Em termos técnicos, contudo, empresa é a atividade, e não a pessoa que a explora; e empresário não é o sócio da sociedade empresarial, mas a própria sociedade. É necessário, assim, acentuar, de modo enfático, que o integrante de uma sociedade empresária (o sócio) não é empresário; não está, por conseguinte, sujeito às normas que definem os direitos e deveres do empresário (COELHO, p.94, 2012).

3.2 Como se operacionaliza o suprimento da incapacidade de menor com 16 anos completos, que se estabeleça comercialmente, por seus próprios esforços?

Através da emancipação, apesar de ter 16 anos e teoricamente deveria ser relativamente incapaz, graças a seu estabelecimento comercial e sua independência financeira sua incapacidade é cessada, passando a ser apto e capaz à prática de todos os atos da vida civil.

3.3 A capacidade para ser empresário se difere da capacidade para ser sócio de sociedade empresária?

Sim, para torna-se empresário e ser sócio de sociedade empresária, é necessário alguns requisitos distintos. Para ser empresário por exemplo, é mais restringível, é necessário ter capacidade de fato, o que engloba vários quesitos, inclusive a questão financeira. Já para ser sócio de sociedade empresária é mais fácil, cabível a qualquer pessoa natural.

3.4 Caso Jorginho, ao invés de ter se estabelecido por seus próprios esforços, tivesse herdado uma atividade empresária, ele poderia atuar independentemente de estar assistido?

Não, como foi exposto, o art. 974 CC deixa claro que o relativamente incapaz, só poderá atuar mediante representante ou devidamente assistido.

3.5 Qual o sentido do tratamento legal diferenciado nessas duas situações?

O sentido do tratamento legal diferenciado nessas duas situações é o princípio da preservação da empresa.

os sócios devem sempre analisar, e tentar solucionar os problemas existentes, que possam comprometer a atividade econômica da empresa.

Esse principio, não veio para proteger ou "passar a mão na cabeça" de empresa alguma, e sim para resguardar os interesses de todos os envolvidos com aquela empresa.(REFERENCIA BOLETIM JURIDICO)

3.6 No caso de um menor que herda atividade empresária, o que vem a ser o patrimônio de afetação/afetamento e qual o seu objetivo?  

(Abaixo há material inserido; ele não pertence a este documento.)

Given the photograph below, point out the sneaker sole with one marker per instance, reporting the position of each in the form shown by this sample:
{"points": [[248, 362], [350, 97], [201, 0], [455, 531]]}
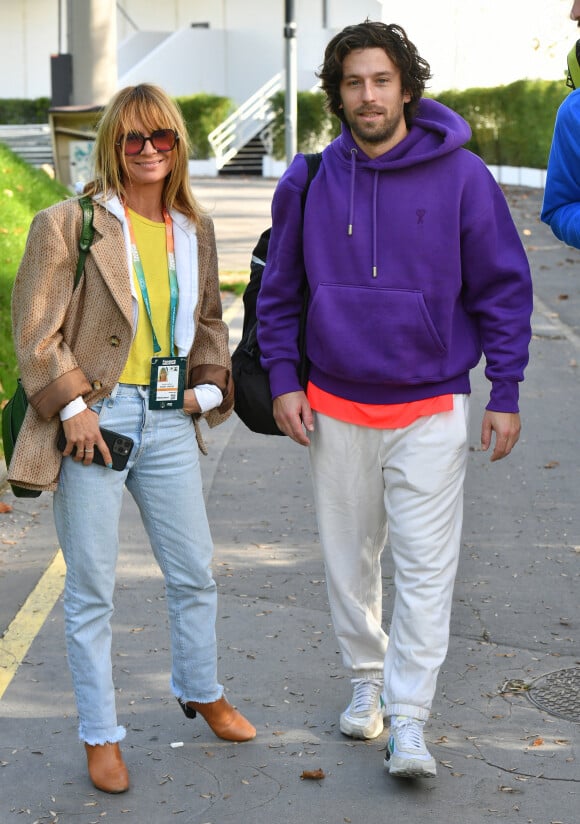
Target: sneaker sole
{"points": [[410, 767], [355, 731]]}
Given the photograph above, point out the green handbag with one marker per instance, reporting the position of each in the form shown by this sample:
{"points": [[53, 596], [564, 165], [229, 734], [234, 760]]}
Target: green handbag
{"points": [[15, 410]]}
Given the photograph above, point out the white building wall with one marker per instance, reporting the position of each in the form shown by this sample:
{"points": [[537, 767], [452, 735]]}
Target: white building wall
{"points": [[467, 42]]}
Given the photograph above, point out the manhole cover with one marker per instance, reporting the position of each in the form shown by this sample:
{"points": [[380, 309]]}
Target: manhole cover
{"points": [[558, 693]]}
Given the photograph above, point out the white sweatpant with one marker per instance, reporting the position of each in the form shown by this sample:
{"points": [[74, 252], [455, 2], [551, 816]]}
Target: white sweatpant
{"points": [[407, 482]]}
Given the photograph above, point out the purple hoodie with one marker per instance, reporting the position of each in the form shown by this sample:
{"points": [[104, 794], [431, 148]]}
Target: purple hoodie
{"points": [[415, 268]]}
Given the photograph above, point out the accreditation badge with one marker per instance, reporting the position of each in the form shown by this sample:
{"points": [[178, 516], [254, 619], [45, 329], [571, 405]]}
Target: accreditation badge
{"points": [[167, 383]]}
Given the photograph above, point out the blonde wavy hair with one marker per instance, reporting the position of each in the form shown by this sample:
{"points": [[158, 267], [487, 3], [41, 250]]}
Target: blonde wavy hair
{"points": [[152, 107]]}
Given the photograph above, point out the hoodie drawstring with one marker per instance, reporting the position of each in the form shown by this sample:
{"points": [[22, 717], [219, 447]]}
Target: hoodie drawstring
{"points": [[374, 227], [349, 231], [353, 154]]}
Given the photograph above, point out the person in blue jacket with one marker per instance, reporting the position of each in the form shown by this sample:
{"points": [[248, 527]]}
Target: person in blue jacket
{"points": [[561, 205], [415, 269]]}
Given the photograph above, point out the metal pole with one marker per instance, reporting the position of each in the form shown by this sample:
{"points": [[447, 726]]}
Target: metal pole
{"points": [[291, 105]]}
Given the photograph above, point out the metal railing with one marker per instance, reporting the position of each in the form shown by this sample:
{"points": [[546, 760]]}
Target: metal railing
{"points": [[245, 123], [31, 141]]}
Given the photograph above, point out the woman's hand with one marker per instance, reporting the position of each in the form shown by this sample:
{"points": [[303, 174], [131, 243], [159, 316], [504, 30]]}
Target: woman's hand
{"points": [[82, 431], [190, 404]]}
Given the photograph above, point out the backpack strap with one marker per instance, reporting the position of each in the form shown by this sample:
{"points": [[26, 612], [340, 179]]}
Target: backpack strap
{"points": [[86, 236]]}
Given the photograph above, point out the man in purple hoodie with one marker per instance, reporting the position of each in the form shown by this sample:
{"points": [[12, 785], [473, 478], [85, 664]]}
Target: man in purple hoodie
{"points": [[415, 270]]}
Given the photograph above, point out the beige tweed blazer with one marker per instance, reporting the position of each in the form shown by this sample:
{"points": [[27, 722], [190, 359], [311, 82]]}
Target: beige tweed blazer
{"points": [[70, 343]]}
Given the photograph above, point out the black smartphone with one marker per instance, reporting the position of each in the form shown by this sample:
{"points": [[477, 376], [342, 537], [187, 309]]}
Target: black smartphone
{"points": [[120, 447]]}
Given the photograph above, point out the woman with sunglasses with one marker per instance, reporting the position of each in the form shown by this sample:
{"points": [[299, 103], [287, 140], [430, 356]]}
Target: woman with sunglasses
{"points": [[139, 348]]}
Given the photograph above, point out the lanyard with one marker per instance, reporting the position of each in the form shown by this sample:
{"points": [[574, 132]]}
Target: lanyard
{"points": [[173, 287]]}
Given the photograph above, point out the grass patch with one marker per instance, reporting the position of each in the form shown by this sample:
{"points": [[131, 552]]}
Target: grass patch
{"points": [[235, 286]]}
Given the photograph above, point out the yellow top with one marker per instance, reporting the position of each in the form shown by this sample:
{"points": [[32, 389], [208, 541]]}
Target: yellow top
{"points": [[151, 243]]}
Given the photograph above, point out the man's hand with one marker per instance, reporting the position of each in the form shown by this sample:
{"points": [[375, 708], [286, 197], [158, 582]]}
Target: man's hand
{"points": [[293, 415], [506, 426]]}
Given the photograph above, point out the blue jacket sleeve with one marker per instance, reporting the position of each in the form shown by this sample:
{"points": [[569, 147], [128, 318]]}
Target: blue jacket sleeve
{"points": [[561, 206]]}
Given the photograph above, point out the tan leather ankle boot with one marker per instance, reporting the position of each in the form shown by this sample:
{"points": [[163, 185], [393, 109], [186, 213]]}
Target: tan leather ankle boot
{"points": [[107, 769], [223, 719]]}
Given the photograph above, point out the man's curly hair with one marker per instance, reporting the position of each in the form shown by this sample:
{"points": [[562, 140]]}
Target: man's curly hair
{"points": [[415, 72]]}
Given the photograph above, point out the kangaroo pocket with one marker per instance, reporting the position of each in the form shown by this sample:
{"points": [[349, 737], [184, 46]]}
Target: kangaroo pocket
{"points": [[374, 335]]}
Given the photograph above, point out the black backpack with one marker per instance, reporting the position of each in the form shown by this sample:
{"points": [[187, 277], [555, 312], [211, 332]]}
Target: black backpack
{"points": [[253, 398]]}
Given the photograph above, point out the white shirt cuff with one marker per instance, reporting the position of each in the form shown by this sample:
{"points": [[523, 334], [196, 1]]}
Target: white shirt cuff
{"points": [[208, 396], [73, 408]]}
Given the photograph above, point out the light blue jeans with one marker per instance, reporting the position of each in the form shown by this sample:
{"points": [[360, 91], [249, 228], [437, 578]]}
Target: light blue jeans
{"points": [[163, 476]]}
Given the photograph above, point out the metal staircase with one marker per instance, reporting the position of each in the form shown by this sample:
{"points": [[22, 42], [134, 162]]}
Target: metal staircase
{"points": [[240, 142]]}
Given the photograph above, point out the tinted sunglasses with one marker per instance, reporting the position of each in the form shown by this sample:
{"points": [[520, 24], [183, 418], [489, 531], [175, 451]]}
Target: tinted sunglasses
{"points": [[162, 140]]}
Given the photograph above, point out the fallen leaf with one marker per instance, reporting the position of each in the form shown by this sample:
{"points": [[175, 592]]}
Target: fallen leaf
{"points": [[312, 775]]}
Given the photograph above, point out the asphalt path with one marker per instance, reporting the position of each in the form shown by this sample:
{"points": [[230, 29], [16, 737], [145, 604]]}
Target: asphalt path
{"points": [[515, 619]]}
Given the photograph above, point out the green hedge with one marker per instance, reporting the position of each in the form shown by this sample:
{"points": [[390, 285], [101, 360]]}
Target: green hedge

O patrimônio de afetamento, é aquele herdado, difere do patrimônio pessoal. O objetivo do patrimônio deafetação/afetamento é proteger os bens do indivíduo que não possuem ligação com a empresa. Nesse caso, se o progenitor tivesse deixado dívidas, o patrimônio de afetação é que seria utilizado para o pagamento, protegendo então o patrimônio pessoal adquirido antes da herança.

REFERÊNCIAS

COELHO, Fábio Ulhoa. Curso de Direito Comercial. São Paulo: Saraiva, 2012. vol. 1

http://www.dicio.com.br/legalidade/

http://www.boletimjuridico.com.br/doutrina/texto.asp?id=941

BRASIL. Código Civil, 2002. In: VadeMecum Saraiva. 17. ed. São Paulo: Saraiva, 2014.